Şirket içinde görev tanımları giderek silikleşirken, beyaz yaka çalışanlara fazladan sorumluluklar yükleniyor. Yoğun iş temposunun yanı sıra, küçük ihmallerin dahi bir “disiplin meselesi” olarak ele alınması, çalışanlar arasında sürekli bir stres ve kontrol duygusu yaratıyor. Dinlenme araları, özel konuşmalar ya da kısa molalar dahi “Takip edilen davranışlar” arasına girmiş durumda. Kimi çalışanlar, karar süreçlerine dair en küçük bir eleştirinin ya da önerinin dahi “uyumsuzluk” olarak etiketlendiğini dile getiriyor.

RİSKLİ UYGULAMALARI İNİSİYATİF ALMADAN HAYATA GEÇİRİYORLAR

Yeni maliyet politikaları çerçevesinde şirket dışı çözüm ortaklarıyla teknik iş birlikleri artarken, kimi bilgilerin ya da çizimlerin dışarıyla paylaşılması yönünde yöneticiler tarafından dolaylı baskılar kuruluyor. Normal şartlarda gizlilik kapsamında değerlendirilebilecek belgelerin ise çalışanın inisiyatifiyle paylaşılmış gibi gösterilmesi dikkat çekiyor.

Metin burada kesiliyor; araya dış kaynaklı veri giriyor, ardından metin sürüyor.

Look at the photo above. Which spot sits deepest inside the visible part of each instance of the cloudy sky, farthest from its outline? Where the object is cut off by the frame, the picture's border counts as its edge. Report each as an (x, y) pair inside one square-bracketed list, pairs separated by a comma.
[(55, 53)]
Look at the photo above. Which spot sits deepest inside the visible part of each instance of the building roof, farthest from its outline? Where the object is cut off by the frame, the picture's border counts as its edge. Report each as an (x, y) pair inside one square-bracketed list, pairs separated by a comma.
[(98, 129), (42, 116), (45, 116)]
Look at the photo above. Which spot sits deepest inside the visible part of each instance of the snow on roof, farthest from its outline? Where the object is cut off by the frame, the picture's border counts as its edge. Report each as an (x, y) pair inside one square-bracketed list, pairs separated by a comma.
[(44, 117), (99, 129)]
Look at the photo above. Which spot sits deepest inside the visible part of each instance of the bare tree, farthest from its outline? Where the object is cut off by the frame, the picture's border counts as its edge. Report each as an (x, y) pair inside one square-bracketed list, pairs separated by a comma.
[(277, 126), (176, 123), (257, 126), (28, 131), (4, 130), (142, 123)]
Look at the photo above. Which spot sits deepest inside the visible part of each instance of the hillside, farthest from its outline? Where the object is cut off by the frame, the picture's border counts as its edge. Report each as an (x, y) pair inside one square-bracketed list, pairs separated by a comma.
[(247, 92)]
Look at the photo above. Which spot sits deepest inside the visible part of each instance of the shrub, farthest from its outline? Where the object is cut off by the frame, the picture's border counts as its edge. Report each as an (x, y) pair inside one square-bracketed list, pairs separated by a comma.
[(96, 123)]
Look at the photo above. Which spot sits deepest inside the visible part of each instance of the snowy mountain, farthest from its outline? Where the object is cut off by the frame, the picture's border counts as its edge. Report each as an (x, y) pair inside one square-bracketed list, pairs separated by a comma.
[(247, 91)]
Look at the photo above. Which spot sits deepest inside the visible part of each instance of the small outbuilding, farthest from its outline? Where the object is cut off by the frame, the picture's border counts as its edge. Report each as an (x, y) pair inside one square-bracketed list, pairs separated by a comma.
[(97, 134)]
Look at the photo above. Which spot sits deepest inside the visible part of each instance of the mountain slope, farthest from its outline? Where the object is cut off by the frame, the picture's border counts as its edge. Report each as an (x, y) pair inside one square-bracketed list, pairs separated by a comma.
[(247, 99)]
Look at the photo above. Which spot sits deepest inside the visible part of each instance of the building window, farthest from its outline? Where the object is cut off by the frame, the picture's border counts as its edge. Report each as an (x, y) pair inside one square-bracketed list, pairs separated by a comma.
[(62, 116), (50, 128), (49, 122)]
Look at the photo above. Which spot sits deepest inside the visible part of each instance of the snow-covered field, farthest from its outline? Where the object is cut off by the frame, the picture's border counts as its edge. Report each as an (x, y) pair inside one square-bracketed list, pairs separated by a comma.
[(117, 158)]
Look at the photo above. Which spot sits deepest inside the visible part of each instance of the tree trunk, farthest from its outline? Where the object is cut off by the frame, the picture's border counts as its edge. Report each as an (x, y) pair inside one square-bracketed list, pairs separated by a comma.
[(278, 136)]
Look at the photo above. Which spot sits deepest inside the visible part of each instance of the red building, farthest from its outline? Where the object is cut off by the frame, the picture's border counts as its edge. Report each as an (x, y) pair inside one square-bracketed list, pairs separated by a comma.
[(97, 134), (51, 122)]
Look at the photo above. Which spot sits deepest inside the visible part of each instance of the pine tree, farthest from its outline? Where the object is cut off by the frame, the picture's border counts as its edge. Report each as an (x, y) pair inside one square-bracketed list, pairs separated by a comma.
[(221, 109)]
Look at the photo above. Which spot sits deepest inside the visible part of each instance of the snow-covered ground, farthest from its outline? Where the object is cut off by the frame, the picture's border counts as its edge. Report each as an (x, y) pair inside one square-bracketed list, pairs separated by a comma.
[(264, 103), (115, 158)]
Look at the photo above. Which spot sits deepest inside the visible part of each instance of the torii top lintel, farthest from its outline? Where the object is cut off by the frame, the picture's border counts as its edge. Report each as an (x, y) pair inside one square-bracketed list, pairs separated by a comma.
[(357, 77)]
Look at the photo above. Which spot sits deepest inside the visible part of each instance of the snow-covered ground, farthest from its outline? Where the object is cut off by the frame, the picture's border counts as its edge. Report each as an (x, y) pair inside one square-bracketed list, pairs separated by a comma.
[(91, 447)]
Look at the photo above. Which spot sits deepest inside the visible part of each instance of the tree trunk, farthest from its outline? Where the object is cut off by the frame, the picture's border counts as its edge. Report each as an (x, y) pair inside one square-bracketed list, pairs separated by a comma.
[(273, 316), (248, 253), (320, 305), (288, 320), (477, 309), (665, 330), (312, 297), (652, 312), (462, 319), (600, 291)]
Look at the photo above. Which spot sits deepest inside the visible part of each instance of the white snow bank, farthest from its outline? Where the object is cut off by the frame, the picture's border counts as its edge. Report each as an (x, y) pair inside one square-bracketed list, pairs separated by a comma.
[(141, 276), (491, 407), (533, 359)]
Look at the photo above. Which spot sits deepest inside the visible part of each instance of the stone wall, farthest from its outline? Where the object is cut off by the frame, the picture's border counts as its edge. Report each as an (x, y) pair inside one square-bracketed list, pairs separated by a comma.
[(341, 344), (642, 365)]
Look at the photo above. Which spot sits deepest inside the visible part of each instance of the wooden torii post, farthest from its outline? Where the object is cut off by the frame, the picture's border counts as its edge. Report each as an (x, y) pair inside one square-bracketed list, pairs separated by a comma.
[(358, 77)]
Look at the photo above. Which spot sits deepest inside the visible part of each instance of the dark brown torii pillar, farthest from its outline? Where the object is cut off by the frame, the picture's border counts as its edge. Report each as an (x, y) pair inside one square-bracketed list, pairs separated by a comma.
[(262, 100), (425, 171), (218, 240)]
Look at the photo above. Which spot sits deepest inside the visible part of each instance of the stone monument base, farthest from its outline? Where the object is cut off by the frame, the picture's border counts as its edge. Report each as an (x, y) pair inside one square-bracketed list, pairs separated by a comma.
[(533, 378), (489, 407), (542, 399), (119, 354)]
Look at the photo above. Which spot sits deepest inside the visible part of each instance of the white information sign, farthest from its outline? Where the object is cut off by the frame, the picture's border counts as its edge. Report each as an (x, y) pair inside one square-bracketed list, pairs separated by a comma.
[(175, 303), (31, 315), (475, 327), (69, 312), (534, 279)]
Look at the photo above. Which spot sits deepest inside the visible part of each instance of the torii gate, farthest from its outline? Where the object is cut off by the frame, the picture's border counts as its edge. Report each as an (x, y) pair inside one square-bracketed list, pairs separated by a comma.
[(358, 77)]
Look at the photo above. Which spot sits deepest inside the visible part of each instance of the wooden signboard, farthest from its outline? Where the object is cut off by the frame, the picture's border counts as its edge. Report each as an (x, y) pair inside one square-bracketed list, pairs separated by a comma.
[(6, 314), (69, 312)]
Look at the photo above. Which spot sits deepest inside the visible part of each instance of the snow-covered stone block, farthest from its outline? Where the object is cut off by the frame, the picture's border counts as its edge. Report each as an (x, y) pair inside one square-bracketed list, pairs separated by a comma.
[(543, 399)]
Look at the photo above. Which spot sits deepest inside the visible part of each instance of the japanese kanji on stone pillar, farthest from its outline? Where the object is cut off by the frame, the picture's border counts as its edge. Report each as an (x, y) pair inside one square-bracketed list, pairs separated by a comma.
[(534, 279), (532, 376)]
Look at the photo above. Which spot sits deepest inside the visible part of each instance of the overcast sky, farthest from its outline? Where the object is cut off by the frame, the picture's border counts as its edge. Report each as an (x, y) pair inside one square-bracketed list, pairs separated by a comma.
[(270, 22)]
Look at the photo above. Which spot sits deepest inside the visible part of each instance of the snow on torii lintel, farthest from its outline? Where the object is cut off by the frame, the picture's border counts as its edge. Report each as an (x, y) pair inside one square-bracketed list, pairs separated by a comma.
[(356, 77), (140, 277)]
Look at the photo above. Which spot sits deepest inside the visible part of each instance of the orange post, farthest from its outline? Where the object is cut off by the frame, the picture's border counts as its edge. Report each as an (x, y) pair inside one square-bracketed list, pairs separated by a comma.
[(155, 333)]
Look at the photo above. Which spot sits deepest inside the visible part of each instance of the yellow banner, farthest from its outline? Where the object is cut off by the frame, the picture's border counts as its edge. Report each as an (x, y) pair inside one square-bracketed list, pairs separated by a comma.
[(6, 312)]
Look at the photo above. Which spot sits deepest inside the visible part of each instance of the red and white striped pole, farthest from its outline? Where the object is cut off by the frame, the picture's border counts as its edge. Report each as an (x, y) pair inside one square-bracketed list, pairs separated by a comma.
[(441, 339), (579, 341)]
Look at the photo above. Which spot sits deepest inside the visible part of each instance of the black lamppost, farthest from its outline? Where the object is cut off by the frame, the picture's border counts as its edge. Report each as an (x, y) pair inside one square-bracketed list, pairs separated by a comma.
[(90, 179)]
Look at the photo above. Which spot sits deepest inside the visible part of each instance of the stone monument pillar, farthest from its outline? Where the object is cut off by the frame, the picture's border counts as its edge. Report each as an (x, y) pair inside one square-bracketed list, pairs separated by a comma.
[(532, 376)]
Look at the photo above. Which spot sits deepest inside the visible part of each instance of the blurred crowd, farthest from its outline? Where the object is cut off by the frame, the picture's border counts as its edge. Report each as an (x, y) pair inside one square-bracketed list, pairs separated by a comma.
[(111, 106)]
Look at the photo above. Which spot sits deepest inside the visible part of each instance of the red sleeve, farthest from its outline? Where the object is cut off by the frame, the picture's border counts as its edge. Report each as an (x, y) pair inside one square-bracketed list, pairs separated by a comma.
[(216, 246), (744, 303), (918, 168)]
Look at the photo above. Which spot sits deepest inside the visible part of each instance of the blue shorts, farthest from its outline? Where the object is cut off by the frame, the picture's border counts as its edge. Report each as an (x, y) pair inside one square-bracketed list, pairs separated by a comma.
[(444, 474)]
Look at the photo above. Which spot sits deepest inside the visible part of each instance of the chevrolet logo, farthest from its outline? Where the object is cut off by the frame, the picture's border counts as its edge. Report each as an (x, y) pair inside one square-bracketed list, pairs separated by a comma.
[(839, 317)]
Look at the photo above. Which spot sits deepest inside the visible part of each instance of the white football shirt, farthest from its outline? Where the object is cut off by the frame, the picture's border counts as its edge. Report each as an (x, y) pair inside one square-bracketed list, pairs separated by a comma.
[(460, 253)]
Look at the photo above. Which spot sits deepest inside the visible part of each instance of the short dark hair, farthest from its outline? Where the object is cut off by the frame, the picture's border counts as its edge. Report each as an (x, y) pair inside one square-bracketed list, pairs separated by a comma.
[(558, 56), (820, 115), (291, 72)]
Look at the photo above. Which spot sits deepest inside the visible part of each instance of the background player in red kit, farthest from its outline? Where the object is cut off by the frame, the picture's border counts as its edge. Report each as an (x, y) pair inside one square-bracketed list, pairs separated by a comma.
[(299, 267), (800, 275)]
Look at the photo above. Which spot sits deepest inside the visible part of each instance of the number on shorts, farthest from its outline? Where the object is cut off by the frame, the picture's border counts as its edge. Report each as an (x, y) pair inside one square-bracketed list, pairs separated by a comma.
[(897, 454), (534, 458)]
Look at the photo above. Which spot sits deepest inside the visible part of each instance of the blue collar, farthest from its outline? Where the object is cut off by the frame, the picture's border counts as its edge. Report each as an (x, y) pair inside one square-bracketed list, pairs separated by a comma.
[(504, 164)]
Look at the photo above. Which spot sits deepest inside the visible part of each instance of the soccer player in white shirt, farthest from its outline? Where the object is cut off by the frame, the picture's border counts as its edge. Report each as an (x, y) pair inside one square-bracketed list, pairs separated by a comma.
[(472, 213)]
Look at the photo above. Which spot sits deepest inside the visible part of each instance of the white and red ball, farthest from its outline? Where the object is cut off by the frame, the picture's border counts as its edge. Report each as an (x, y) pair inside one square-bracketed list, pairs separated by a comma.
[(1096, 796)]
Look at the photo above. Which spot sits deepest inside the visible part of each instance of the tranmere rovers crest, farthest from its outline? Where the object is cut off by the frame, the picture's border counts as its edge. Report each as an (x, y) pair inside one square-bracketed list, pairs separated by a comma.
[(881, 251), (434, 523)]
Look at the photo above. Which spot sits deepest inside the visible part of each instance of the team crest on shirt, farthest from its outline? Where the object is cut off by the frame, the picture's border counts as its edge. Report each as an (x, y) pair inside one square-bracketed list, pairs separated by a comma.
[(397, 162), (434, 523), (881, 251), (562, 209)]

Karar ya da talimat yazılı verilmediği gibi, ortaya çıkacak sonuçlardan da yalnızca alt kademe sorumlu tutuluyor. Böylece yöneticiler inisiyatif almadan, riskli uygulamaları çalışanlar eliyle hayata geçirilmiş oluyor. Bu durum, hem etik açıdan ciddi soru işaretleri doğuruyor hem de çalışanların üzerindeki baskıyı katlıyor.

SENDİKASIZLIK

Vestel’de mavi yakalı çalışanlar sendikalı olsa da beyaz yaka için benzer bir koruma mekanizması bulunmuyor. Bu durum, yönetim kadrolarının beyaz yaka üzerinde daha kontrolsüz bir baskı kurmasına yol açıyor. Fazla mesailer, hafta sonu çalışmaları ya da görev dışı işler konusunda herhangi bir sınırlama ya da itiraz mekanizması bulunmuyor. Üstelik bu durum artık bir istisna değil, iş kültürünün sıradan bir parçası haline gelmiş durumda.

TAZMİNATSIZ İŞTEN ÇIKARMALARDA ARTIŞ

Tüm bu tabloya, son dönemde giderek artan tazminatsız işten çıkarmalar da eklendi. Kanunun “ahlak ve iyi niyet kurallarına aykırılık” başlığını içeren 25. maddesi gerekçe gösterilerek yapılan bu fesihler, genellikle küçük hataların büyütülmesiyle temellendiriliyor. Bu yöntem, hem kıdem ve ihbar tazminatı ödememek hem de çalışanları sindirmek amacıyla sistematik bir biçimde kullanılıyor.